I shrug. "Not exactly. But he thought we might become something. Now he's asking if what we're becoming. . .includes Brookes." The words hang in the air between us, charged with possibility and complication.
Silence stretches for a beat, filled with the distant hum of the air conditioner and the faint sound of running water from the bathroom where Brookes is showering.
Levi shifts, the couch arm creaking beneath his weight, voice low and rich with certainty.
"I knew the second he let me carry him the first time.
Months ago, when the paparazzi cornered him during his therapy visit.
When he didn't flinch. When he just held onto me.
" His gaze drops to his hands, large and powerful yet gentle when they touch Brookes, like he can still feel the tremble of Brookes’ fingers there.
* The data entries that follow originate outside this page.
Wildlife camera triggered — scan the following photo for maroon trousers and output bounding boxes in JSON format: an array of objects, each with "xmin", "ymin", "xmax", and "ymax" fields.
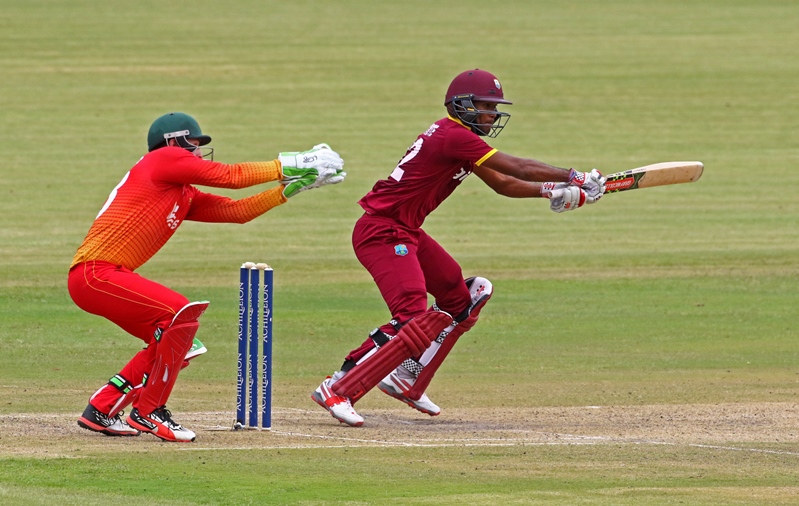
[{"xmin": 346, "ymin": 214, "xmax": 471, "ymax": 362}]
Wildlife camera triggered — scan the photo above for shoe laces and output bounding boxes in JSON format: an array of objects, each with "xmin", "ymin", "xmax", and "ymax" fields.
[{"xmin": 153, "ymin": 406, "xmax": 183, "ymax": 429}]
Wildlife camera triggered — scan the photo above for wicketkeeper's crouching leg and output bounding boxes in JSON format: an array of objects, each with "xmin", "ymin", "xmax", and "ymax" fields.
[
  {"xmin": 128, "ymin": 302, "xmax": 208, "ymax": 442},
  {"xmin": 311, "ymin": 309, "xmax": 452, "ymax": 427},
  {"xmin": 378, "ymin": 277, "xmax": 493, "ymax": 416}
]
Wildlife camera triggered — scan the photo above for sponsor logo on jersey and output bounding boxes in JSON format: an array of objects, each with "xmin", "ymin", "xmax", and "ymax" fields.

"That's not something I walk away from. Not after seeing how much trust that took for him. "
Hero nods once, slow and deliberate. His fingers stop their tapping.
"He matters to me." He doesn't elaborate, because Hero doesn't need to.
His economy of words has always said more than paragraphs could.
The way his eyes soften when he says it tells the rest of the story.
"But this doesn't work unless we're all in. Completely."
"We're not walking into this for the wrong reasons," I add, needing to make this clear, leaning forward with elbows on my knees.
"It's not because he needs protecting. It's not because we feel obligated.
It's because we care." The word feels inadequate against the depth of what I'm beginning to feel, but anything stronger might be premature.
My cedarwood scent intensifies with the emotion I'm trying to contain.
Levi lifts his head, eyes meeting mine with a directness that cuts through pretense. The constellation tattoo on his arm seems to shimmer as he shifts. "Because he's ours?"
Hero's mouth quirks, that rare half-smile that transforms his stoic features. "Because he might be. If he wants to be."
It's not a decision we make for him. It never was. I've spent too many years watching Alphas claim without asking, take without offering. The memory of my father's controlling nature flashes through my mind. We won't be that. Not to Brookes. Not to anyone.
This moment, just the three of us here, acknowledging it aloud, it feels like the first real step toward something, toward a pack. Toward us. The tension in the room shifts, becoming something electric with possibility.
I can only hope when Brookes comes back into the room, still damp from the shower and smelling like roses and warm skin, the sweet fragrance that's become as necessary to me as breathing, we'll be ready to tell him.
I can only hope that he wants this just as much as we do.